|
|
|
|
|
by MrJohz
354 days ago
|
|
I cannot point to the case, because my entire knowledge about the legality of this stuff comes from vaguely following the articles about this case. But feel free to read the judgement in this case where it will be spelled out in much more detail. Also, I don't quite understand how your example is relevant to the case. If you give a book to a friend, they are now the owner of that book and can do what they like with it. If you photocopy that book and give them the photocopy, they are not the owner of the book and you have reproduced it without permission. The same is, I believe, true of digital copies - this is how ebook libraries work. In this case, Anthropic were the legal owners of the physical books, and so could do what they wanted with them. They were not the legal owners of the digital books, which means they can get prosecuted for copyright infringement. |
|
We're talking about lending rather than ownership transfers, though of course you could regard lending as a sort of ownership transfer with an agreement to transfer it back later.

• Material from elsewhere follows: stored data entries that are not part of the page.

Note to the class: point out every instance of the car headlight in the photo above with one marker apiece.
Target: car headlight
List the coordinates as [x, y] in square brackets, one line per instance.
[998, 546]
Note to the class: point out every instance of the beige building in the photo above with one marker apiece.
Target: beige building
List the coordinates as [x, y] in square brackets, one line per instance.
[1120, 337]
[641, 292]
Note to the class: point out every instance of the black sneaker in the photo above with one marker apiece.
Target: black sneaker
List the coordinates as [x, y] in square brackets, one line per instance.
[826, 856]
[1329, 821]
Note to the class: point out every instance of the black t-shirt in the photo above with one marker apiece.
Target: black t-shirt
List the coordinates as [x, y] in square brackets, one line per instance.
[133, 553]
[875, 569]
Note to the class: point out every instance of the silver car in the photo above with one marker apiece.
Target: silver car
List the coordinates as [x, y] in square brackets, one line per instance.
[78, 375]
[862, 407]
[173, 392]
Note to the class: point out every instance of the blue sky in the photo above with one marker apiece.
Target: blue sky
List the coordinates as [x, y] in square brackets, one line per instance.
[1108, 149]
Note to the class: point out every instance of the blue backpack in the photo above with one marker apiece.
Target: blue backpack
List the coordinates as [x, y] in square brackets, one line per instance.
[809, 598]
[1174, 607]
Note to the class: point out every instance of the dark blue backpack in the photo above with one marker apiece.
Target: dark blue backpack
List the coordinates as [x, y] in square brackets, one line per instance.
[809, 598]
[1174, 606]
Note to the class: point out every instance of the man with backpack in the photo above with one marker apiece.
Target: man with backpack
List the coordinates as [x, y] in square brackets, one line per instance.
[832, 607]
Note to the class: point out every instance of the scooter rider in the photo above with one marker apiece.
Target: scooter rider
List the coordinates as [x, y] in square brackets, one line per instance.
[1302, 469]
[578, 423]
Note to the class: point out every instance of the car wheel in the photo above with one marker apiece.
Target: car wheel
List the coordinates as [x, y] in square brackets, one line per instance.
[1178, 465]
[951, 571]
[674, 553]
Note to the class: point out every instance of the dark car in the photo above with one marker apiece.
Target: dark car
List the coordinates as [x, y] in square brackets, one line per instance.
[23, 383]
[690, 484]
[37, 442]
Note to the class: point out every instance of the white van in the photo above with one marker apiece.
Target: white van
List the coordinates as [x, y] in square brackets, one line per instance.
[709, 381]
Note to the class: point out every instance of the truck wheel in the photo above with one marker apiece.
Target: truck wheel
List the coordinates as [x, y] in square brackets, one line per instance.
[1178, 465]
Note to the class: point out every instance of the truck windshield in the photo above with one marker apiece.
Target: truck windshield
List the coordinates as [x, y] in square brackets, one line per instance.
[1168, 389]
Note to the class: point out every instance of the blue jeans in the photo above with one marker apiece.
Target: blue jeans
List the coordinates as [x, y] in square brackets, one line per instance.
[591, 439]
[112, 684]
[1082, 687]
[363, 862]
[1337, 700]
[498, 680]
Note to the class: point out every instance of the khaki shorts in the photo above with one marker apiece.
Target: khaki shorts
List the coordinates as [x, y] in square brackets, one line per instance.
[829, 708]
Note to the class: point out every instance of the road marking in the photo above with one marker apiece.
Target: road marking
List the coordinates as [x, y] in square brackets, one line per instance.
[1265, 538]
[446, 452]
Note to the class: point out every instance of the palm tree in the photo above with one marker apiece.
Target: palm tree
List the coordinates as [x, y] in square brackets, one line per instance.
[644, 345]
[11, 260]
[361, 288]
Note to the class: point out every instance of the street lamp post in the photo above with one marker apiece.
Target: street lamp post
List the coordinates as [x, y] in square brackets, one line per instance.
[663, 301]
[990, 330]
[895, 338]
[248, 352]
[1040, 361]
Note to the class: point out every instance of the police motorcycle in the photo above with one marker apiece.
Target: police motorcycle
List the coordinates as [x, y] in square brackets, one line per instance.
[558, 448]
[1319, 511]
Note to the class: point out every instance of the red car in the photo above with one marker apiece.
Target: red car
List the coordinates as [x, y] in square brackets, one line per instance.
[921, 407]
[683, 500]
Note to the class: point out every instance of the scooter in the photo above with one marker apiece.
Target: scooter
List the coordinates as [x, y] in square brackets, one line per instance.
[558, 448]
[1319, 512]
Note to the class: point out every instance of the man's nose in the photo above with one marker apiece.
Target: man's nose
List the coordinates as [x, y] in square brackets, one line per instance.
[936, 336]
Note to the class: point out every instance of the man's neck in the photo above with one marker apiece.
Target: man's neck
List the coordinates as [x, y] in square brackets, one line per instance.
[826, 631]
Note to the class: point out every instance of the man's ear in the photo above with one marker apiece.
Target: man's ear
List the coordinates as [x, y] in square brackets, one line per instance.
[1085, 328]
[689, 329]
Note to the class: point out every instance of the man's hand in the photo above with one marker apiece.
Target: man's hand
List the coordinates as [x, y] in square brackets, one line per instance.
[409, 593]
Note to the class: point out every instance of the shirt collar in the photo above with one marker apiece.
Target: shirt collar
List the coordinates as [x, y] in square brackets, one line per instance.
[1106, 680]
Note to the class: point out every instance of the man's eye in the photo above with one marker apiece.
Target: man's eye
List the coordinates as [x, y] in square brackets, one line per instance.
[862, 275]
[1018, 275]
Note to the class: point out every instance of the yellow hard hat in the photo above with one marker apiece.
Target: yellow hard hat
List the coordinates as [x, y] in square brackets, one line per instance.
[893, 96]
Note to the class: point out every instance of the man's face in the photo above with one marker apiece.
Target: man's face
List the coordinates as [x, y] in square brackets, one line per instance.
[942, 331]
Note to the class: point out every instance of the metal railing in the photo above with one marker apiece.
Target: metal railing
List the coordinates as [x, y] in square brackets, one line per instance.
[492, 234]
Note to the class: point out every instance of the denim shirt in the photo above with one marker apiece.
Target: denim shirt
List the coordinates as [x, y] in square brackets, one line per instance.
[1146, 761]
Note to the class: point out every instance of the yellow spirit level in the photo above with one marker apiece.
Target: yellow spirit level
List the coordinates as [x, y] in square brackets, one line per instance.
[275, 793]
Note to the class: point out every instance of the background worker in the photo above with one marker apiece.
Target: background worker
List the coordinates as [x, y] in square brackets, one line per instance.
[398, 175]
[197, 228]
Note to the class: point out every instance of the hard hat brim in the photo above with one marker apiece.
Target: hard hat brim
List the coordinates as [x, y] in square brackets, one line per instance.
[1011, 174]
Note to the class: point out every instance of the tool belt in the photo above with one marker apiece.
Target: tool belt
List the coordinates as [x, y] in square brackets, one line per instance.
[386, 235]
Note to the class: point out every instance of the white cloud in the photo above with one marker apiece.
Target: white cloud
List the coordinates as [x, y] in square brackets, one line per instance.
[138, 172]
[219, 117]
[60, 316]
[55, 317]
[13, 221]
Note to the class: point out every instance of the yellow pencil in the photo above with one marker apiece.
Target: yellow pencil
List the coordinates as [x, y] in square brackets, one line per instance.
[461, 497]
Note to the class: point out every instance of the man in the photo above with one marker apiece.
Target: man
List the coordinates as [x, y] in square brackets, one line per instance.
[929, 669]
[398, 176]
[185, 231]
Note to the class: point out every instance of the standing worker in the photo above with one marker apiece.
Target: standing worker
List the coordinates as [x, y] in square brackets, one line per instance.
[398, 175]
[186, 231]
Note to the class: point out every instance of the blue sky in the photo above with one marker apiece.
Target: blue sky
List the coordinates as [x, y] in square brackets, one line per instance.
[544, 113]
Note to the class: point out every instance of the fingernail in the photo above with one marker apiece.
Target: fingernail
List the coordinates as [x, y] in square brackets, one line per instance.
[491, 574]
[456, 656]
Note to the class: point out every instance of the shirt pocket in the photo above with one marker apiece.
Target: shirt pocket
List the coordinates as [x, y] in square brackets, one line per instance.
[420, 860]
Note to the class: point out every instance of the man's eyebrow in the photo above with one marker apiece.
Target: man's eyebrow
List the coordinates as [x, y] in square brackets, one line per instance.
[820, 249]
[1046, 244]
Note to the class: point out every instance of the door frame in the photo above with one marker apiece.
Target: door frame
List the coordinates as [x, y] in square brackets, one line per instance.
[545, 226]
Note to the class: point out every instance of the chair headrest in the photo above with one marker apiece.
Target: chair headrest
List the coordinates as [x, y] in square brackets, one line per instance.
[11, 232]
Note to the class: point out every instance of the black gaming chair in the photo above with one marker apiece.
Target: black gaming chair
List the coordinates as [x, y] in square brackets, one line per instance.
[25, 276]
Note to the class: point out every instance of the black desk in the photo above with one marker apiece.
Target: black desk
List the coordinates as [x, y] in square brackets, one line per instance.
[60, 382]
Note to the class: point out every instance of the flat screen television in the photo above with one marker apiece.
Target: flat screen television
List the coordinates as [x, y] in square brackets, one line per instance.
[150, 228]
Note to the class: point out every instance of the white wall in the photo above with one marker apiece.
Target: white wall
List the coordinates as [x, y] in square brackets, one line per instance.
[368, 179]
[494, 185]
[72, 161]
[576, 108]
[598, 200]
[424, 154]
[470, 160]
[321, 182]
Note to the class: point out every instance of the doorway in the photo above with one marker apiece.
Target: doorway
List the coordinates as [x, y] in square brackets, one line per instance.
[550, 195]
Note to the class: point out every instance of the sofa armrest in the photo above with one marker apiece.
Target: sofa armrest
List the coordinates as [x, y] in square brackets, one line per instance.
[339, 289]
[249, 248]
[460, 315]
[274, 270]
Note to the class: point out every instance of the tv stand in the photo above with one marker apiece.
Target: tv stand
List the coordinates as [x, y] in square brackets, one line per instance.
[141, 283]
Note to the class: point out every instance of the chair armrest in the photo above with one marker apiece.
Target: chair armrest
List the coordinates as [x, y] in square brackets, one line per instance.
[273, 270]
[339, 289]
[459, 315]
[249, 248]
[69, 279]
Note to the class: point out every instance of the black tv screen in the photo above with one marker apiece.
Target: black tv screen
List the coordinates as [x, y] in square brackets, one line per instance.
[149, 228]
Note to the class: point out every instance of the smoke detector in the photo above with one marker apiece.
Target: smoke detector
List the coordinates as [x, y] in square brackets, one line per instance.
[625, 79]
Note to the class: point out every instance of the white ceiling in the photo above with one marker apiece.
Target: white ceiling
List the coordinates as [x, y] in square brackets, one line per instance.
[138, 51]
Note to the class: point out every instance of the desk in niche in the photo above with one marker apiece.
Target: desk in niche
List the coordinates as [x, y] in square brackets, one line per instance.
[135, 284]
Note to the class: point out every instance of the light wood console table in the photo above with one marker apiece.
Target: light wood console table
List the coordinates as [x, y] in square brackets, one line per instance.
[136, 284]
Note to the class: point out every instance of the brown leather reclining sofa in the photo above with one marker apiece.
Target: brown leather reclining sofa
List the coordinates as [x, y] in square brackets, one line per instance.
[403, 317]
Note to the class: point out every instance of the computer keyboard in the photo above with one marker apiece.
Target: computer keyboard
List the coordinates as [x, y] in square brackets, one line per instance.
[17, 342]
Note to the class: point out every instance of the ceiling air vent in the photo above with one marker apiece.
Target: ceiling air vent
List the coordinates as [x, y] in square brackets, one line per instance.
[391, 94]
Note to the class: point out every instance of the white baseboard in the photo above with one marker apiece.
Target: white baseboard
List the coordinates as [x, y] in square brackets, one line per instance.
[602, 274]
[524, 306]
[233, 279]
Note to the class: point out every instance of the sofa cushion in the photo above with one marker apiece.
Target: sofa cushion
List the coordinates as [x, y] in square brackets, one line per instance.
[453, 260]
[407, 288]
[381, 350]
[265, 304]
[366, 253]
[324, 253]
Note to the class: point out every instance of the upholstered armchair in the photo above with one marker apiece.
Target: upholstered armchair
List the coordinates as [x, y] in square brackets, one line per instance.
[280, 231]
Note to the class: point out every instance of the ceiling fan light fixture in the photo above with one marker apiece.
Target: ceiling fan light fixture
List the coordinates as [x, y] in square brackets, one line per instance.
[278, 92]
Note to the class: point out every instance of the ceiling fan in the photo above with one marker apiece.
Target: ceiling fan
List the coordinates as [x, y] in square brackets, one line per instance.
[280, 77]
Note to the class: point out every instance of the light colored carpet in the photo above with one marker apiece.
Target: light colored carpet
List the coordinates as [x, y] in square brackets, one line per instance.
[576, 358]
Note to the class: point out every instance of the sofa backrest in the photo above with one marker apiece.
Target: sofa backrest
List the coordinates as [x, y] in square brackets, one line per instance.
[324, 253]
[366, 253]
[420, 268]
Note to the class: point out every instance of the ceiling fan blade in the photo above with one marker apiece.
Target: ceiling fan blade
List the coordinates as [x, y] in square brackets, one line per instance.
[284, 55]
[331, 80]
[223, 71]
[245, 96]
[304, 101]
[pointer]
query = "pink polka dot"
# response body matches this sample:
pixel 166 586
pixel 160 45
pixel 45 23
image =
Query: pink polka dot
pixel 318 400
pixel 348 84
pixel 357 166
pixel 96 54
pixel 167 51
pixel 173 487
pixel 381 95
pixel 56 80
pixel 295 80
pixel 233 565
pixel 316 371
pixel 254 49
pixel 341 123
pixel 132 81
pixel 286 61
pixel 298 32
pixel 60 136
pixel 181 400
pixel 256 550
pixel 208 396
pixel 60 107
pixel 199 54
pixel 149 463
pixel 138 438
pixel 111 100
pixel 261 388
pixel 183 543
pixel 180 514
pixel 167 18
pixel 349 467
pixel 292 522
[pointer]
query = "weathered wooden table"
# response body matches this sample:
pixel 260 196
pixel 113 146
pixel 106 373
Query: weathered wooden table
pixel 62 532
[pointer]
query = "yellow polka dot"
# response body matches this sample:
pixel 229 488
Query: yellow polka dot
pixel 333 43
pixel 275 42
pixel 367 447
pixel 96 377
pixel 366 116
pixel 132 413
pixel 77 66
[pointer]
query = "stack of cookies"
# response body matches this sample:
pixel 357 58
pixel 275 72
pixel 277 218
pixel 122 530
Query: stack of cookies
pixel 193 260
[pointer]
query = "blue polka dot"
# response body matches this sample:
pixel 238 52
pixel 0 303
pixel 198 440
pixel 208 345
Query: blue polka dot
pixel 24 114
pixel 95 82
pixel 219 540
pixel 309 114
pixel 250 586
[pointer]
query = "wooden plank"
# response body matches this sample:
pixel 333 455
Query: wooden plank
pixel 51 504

> If you photocopy that book and give them the photocopy, they are not the owner of the book and you have reproduced it without permission.
But then the question is whether the copy is fair use, not who the owner of the original copy was, right? For example, you can make a fair use photocopy of a page from a library book.
> They were not the legal owners of the digital books, which means they can get prosecuted for copyright infringement.
Even if the copy they make falls under fair use and the person who does own that copy of the book has no objection to their doing this?